Bodleian Library Acquires Rare WWII Scrapbook of Lee Miller and Cecil Beaton
A wartime scrapbook assembled in the 1940s and long hidden from public view has found a permanent home at the Bodleian Library at the University of Oxford. Compiled by Roland Haupt between 1943 and 1949, the album brings together more than 150 photographs by British photographers Lee Miller and Cecil Beaton, including unpublished and little-seen images from their World War II coverage.
The acquisition adds an unusually intimate record of two of the era’s most distinctive visual chroniclers. According to London-based photography dealer Michael Hoppen, who facilitated the sale, the scrapbook reflects “a very personal album with personal choices.” He also noted that many of the images would not have been published at the time, despite Miller’s wish to see them in print.
Haupt’s descendants said that both photographers delivered undeveloped film to him for processing before the images were sent to their editors. The book, assembled over several years, preserves that private exchange in physical form: contact sheets, portraits, battlefield scenes, theater clippings, and other fragments arranged into a single narrative of war, travel, and artistic exchange.

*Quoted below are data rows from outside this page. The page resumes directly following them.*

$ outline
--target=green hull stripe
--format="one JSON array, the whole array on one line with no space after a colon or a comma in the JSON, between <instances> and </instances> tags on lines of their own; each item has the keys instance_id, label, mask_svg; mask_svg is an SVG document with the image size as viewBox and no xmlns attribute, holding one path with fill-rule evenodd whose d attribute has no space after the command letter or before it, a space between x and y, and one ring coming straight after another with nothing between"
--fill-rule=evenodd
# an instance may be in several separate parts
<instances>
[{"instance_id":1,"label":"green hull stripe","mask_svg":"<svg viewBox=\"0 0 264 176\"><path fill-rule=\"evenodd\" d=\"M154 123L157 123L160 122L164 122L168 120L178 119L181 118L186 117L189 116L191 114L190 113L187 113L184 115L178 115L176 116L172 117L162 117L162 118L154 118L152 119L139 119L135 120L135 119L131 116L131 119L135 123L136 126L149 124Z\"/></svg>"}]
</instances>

Miller’s section is especially revealing. Best known for her work as a war correspondent for British Vogue, the American-born photographer followed the U.S. Army from Normandy to Berlin after becoming accredited in 1942, even as British troops barred women from covering them at the front. Haupt’s inscription calls her “my favorite photographer Lee Miller” and traces that journey with evident admiration. The scrapbook also includes a lesser-known version of David Scherman’s famous image of Miller in Adolf Hitler’s Munich bathtub, a photograph that has become one of the defining images of the war’s final days. In this version, Miller’s boots, still dirty from the visit to Dachau, remain visible at the edge of the frame, sharpening the image’s uneasy charge.
Beaton’s photographs chart a different but equally expansive wartime path. He began by documenting the Blitz in London before traveling abroad in 1942, working in Egypt, Iraq, Syria, India, Burma, China, and North Africa. In Haupt’s album, his images of desert debris and military aftermath sit alongside portraits and ephemera, creating a layered account of how war was seen, staged, and remembered.
For the Bodleian, the scrapbook is more than a cache of rare photographs. It is a carefully preserved object that links two major photographers through one collector’s eye, and it offers scholars a fresh archive for understanding how wartime images moved between private circulation and public history.